The Department of Housing and Urban Development assured lenders prior to the government shut down that took effect October 1 that it would maintain its single family operations despite cutting back on staff and services in other areas.
But the shutdown could have an adverse impact on the mortgage market, mortgage industry participants are saying with the National Association of Mortgage Bankers now anticipating a slowdown across the lending system including processing delays relating to required loan documentation such as verifications from the IRS or Social Security offices.
“We were informed that the Federal Housing Administration (FHA) will continue processing of these reports.
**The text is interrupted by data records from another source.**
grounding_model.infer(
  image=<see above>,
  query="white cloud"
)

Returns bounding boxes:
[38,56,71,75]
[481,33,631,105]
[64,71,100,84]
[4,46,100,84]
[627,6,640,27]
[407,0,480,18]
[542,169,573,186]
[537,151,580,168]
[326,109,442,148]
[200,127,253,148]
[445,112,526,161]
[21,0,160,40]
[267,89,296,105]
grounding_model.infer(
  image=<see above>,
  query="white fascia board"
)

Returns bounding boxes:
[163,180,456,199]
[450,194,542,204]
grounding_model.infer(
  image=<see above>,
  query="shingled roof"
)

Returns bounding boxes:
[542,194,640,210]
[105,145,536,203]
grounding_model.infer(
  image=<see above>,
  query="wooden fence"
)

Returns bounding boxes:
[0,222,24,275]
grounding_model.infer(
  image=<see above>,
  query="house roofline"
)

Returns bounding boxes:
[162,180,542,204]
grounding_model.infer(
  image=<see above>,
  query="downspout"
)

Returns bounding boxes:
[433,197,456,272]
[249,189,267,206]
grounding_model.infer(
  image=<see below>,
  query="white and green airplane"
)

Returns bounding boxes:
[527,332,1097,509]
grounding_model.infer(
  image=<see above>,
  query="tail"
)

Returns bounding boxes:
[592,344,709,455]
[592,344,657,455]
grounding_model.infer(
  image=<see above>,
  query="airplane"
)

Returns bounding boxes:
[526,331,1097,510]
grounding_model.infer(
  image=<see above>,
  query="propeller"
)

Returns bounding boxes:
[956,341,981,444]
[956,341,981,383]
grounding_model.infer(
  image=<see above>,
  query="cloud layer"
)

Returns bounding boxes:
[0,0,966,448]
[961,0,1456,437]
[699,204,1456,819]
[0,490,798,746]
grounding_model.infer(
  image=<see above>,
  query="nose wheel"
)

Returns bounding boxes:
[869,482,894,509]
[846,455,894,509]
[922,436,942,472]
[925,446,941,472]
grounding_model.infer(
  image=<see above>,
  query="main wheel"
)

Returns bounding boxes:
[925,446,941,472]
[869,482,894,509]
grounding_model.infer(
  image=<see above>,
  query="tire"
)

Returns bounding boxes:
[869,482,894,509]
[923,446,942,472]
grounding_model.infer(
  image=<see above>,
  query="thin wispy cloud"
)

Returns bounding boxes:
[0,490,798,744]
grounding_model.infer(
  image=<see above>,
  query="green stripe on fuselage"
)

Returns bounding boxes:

There is a chance the VA will remain functioning through the government shutdown,” said NAMB President Don Frommeyer. “Those loans that have already closed and are in the process of insuring may have problems. But all in all, most processing of mortgage loans will be unaffected by the shutdown.”
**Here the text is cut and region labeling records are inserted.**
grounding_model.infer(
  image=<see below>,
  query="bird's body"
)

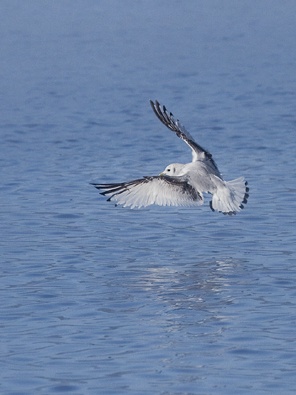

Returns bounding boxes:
[93,101,249,215]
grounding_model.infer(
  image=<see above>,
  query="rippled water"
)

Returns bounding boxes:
[0,0,296,395]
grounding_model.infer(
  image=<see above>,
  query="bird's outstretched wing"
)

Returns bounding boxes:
[150,100,218,170]
[93,176,203,208]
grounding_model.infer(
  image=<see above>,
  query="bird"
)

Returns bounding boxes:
[91,100,249,215]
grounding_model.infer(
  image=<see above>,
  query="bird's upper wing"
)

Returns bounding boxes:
[150,100,218,170]
[93,175,203,208]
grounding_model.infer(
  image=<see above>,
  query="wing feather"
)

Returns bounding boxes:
[150,100,212,161]
[93,176,203,208]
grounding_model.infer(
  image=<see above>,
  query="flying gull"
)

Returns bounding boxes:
[92,100,249,215]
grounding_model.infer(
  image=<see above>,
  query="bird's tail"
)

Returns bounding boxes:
[210,177,249,215]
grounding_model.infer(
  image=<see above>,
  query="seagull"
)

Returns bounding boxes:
[92,100,249,215]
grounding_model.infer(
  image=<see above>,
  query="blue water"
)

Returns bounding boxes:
[0,0,296,395]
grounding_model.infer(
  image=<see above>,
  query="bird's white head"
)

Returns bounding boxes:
[160,163,184,176]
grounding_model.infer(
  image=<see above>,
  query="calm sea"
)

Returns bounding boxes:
[0,0,296,395]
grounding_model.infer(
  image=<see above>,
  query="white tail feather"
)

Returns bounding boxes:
[210,177,249,215]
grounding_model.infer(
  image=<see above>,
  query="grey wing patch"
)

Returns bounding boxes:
[92,176,203,208]
[150,100,214,162]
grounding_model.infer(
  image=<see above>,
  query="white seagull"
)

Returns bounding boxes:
[92,100,249,215]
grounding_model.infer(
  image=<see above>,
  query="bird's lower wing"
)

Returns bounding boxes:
[93,176,203,208]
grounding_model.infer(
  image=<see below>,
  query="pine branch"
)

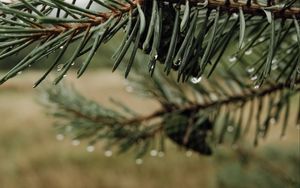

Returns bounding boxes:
[40,63,300,157]
[0,0,300,86]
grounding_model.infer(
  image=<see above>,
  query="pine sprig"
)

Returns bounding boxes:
[43,63,300,157]
[0,0,300,86]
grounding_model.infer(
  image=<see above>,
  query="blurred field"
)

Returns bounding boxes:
[0,72,298,188]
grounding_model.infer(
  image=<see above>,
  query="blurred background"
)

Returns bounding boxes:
[0,40,300,188]
[0,1,300,188]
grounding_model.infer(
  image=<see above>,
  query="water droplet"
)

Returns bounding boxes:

The indirect impact of departments outside of FHA that have closed or restricted capacity could lead to some lenders having to halt operations, NAMB said.
“Without access to tax transcripts and relevant information that must be verified by these agencies, it may not be possible to complete the loan verification process. Thus, the lenders working through the shutdown may come to a standstill while processing loans,” Frommeyer said.
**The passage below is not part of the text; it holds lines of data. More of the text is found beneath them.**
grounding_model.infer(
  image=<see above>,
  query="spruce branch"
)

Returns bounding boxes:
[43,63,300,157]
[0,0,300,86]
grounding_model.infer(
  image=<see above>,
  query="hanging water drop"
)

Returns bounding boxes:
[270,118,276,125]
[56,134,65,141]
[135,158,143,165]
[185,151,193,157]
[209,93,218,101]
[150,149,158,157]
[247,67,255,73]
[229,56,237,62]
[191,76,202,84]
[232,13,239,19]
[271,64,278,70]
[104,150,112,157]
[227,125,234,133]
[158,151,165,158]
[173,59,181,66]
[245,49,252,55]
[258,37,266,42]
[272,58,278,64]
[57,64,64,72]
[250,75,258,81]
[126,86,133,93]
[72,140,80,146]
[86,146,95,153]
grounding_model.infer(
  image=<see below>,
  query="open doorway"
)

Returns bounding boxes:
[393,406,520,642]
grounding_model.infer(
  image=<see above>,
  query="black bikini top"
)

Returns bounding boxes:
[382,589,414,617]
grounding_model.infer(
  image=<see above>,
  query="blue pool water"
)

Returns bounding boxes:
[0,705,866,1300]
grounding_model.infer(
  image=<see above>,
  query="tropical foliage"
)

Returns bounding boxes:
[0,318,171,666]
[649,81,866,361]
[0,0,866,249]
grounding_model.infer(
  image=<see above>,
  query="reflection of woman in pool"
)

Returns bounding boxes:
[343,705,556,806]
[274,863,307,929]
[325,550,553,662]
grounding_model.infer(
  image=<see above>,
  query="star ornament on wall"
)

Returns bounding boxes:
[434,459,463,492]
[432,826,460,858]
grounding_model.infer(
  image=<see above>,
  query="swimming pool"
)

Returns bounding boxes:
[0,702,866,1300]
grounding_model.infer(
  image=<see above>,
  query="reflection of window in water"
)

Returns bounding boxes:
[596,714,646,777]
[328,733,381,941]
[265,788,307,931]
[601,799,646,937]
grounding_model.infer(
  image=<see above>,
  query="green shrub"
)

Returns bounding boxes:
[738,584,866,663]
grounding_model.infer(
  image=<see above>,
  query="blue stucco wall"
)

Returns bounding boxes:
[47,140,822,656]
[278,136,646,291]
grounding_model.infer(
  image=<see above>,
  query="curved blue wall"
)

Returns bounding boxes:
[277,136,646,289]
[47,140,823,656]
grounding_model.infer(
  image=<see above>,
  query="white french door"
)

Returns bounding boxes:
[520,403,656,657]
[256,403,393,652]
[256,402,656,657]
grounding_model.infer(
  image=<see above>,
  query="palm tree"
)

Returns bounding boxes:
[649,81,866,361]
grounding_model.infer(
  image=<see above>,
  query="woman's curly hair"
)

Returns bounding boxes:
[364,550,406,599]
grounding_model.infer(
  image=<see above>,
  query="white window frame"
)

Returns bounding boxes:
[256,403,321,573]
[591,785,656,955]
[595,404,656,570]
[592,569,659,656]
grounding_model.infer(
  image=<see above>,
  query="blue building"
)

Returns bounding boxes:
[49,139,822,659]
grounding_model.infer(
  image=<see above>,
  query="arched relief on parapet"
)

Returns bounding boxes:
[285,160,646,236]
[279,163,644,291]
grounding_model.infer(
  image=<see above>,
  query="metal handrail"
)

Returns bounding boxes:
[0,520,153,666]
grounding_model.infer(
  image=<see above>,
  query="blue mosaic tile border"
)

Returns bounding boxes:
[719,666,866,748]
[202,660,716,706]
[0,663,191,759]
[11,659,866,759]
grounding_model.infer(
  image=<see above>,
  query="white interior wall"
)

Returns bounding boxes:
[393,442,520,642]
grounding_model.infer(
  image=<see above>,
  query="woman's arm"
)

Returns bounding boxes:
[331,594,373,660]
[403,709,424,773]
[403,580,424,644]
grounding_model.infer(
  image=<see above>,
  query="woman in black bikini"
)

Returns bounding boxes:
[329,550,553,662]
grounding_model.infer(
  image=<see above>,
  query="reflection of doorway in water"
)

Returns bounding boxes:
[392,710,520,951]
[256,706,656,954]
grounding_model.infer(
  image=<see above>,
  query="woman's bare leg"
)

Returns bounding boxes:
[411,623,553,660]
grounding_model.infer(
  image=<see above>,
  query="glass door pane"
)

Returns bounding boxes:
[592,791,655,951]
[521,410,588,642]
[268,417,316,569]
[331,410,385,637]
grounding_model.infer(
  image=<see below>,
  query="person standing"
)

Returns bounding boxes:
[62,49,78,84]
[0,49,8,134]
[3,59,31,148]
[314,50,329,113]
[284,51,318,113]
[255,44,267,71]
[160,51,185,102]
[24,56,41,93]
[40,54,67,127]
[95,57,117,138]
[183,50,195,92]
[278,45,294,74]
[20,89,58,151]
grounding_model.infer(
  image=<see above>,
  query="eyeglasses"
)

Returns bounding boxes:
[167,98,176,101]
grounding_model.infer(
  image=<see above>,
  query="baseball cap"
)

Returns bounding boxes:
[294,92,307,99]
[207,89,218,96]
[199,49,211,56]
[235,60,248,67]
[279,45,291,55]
NAMB also pointed to speculation that interest rates may rise in response to the shutdown, which could also have a direct impact on the mortgage market.
In a statement Thursday, Mortgage Bankers Association President and CEO David Stevens called for an end to the shutdown, citing similar delays and a growing impact on the housing market overall.
“The federal government shutdown will have a growing impact on the housing market the longer it continues,” Stevens said. “If this shutdown is temporary, the ones affected most will be out of work federal employees. However the longer it goes, the greater impact it will have on borrowers, the housing market and the national economy.”
While slower processing times for loans requiring tax transcripts and social security verification, or for applications that need to go through HUD, lenders and brokers are delayed, Stevens said, but the impact ultimately falls on the borrower.
“Different loan programs have different requirements, and these disruptions impact lenders in different ways, leading to confusion and fear among borrowers about whether they will be able to close on a home purchase or refinance,” he said. “…The furloughs can disrupt time-sensitive mortgage transaction deals by interfering with borrower lock agreements and causing interest rate disparities from the time of closing to the time the loan is securitized.
“For these reasons there must be a resolution so that borrowers and lenders are able to return to business as usual.”